Centuries ago, the tantour was worn by princesses to distinguish themselves from the rest of the populace. As such, the tantour has long been associated with nobility. Scottish diplomat and traveller David Urquhart offered a vivid description of the tantour in his 1860 book, Lebanon (Mount Syria): History and Memoir:
“As I turned the corner of a house, I caught sight of six young women standing gracefully atop the rocks, their tantours towering high, signifying their noble lineage. The weighty embellishments of their garments brushed against the ground with a soft rustling sound."
“Their flowing white veils billowed like banners, revealing radiant, smiling faces. Their heads gleamed with an abundance of jewels and flowers, while their necks, resembling the idols of Hindu temples, shimmered in golden brilliance. Dressed in reddish-brown robes adorned with twinkling star-like embellishments and edged with metallic lace, they exuded an ethereal elegance.”

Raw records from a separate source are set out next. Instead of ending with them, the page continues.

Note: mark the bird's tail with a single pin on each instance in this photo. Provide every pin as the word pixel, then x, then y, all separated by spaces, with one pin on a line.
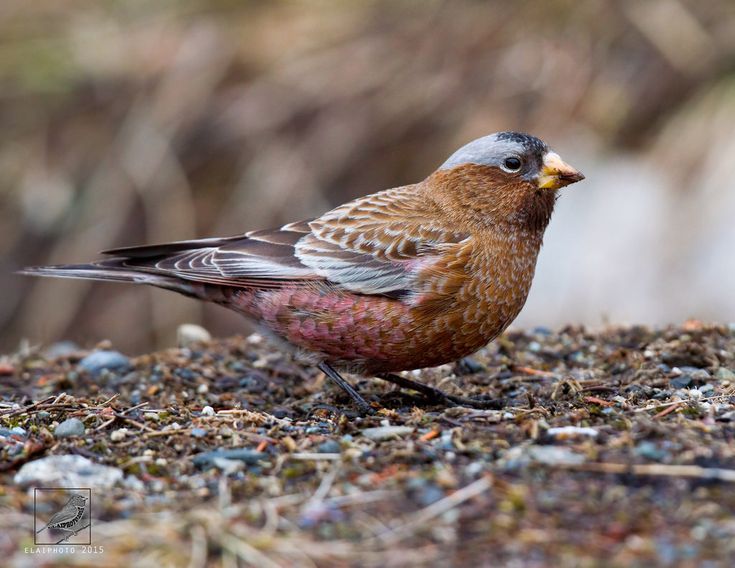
pixel 114 270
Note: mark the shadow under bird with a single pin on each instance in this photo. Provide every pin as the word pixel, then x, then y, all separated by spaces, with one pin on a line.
pixel 407 278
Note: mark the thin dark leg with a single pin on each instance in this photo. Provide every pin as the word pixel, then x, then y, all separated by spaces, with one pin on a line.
pixel 327 369
pixel 436 395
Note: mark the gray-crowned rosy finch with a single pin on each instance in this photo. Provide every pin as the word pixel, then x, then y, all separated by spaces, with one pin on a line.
pixel 410 277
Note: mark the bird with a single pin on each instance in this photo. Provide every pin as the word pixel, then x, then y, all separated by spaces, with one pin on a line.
pixel 70 517
pixel 406 278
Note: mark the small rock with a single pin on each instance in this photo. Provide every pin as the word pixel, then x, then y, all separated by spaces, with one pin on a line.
pixel 650 451
pixel 468 366
pixel 100 361
pixel 69 428
pixel 680 382
pixel 61 349
pixel 386 432
pixel 119 434
pixel 189 334
pixel 724 374
pixel 6 369
pixel 226 432
pixel 67 471
pixel 329 447
pixel 571 432
pixel 207 459
pixel 554 455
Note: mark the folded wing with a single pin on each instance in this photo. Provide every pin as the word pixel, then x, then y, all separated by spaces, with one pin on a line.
pixel 373 245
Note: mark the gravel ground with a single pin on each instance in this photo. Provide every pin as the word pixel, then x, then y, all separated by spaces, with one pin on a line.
pixel 614 448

In the History of Lebanese Costumes, Majid Bou Tannous describes the tantour as "resembling an ibex horn typically crafted from silver or copper and measuring around 40cm or more in height, often adorned with intricate engravings or sacred inscriptions." For princesses, however, the tantour was always made out of gold and adorned with jewels and elaborate motifs, he writes.

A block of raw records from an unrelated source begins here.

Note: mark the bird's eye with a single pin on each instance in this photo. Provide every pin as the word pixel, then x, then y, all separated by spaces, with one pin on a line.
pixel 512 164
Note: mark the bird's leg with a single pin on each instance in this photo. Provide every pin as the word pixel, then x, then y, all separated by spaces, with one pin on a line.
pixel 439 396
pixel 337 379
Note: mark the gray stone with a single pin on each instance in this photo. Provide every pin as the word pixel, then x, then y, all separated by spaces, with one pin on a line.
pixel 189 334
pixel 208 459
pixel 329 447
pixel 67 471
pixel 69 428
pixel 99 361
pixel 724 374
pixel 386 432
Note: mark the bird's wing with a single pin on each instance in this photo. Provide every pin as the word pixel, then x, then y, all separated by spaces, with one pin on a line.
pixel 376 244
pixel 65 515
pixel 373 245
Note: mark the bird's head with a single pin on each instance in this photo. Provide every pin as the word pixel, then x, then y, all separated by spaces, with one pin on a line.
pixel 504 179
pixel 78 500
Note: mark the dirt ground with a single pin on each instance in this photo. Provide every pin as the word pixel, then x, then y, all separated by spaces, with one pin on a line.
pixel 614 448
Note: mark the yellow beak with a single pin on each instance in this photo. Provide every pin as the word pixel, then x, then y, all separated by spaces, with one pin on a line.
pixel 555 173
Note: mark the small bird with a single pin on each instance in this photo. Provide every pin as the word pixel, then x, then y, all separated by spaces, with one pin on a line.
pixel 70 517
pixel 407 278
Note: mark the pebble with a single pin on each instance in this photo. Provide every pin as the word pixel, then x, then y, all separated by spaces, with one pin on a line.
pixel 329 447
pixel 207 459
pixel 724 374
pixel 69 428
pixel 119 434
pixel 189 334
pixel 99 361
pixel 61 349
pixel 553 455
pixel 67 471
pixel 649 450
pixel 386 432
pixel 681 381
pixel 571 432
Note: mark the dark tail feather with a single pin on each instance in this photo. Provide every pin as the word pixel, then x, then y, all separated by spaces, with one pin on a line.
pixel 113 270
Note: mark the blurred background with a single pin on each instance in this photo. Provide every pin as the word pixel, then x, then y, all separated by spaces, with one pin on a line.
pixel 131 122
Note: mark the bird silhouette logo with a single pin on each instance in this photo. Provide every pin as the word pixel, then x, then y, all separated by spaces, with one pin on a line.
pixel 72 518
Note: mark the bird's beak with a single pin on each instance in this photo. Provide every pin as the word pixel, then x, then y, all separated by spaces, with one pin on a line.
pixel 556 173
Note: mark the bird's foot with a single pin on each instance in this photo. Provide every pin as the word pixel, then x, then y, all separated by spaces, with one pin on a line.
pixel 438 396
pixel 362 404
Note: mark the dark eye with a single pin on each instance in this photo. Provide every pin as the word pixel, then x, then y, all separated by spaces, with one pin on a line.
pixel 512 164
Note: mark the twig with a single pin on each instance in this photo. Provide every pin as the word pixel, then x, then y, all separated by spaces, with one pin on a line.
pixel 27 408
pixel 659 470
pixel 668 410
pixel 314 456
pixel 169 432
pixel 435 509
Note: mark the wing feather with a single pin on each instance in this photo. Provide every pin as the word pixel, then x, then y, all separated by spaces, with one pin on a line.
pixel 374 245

The headdress can be traced back to Lebanon's Ma'n dynasty circa the 15th-17th century, but gained widespread popularity in the 19th century. Tannous explains:
"Princess Khassikiya, the wife of Emir Fakhr al-Din II, who accompanied him on his journey to Tuscany, appears in several portraits wearing the tantour. Noblewomen like her actually wore the tantour continuously, day and night, never removing it, to the extent that they had to push their beds away from the wall as they slept with it on."
'Till death to us part'
Lahad Khater, in the second volume of his book Lebanese Customs and Traditions, recounts how the Orientalist Father De Geran explained that "Women never parted with the tantour, whether in health or illness, not even on their deathbed. The headdress was often sold after a woman’s passing, with the proceeds used to pay for her funeral."
Dr. Abdul Aziz Hamid Saleh noted in his book Arab Costumes Through the Ages that the tantour was especially common among Maronite and Druze women, particularly in Mount Lebanon and the western part of Syria. This is according to travellers who visited Lebanon in the past three centuries, noting their observations.
In Beirut and Lebanon a Century and a Half Ago, French diplomat Henri Guys said, “the tantour remained a part of Christian and Druze women’s attire until the mid-1840s. It later faded out because it became too expensive for everyday people to afford."
1960s revival
For his part, Romeo Lahoud was credited with reviving the cultural tradition of the tantour when he began featuring it in his musical theatre performances. His sister, fashion designer Babo Lahoud Saadeh, meticulously crafted the tantours, carefully selecting the inlaid gemstones and pearls.
The iconic Lebanese songstress Sabah famously wore it at the Baalbeck International Festival in 1963, performing in the musical Al-Shallal. The tantour was featured in several of his other productions, including Mawal, Ataba, and Mejana, at Venice Theatre in the 1960s. Lahoud later brought elements of these performances to the Olympia Theatre in Paris and other musical tours throughout France and Belgium.
In 1978, Lebanese singer Salwa Al-Katrib wore the tantour in the musical, Princess Zumurrud, and in 1987, she donned a crown-like headpiece in the musical, Lebanese Nights, at the Byblos Festival.
For his part, Challita has been a champion of preserving Lebanese cultural heritage. As such, he created a digital platform called Lebanese Fashion History to preserve, document and archive both the tangible and intangible aspects of Lebanese traditional dress.
He was also able to take Lebanese culture to the international stage by crafting the tantour that Miss Lebanon donned at the Miss Universe Pageant. His reinvention of the tantour "took many by surprise", he says. If his intention was to create a new buzz around the beauty of Lebanese culture and fashion's rich history, he certainly succeeded.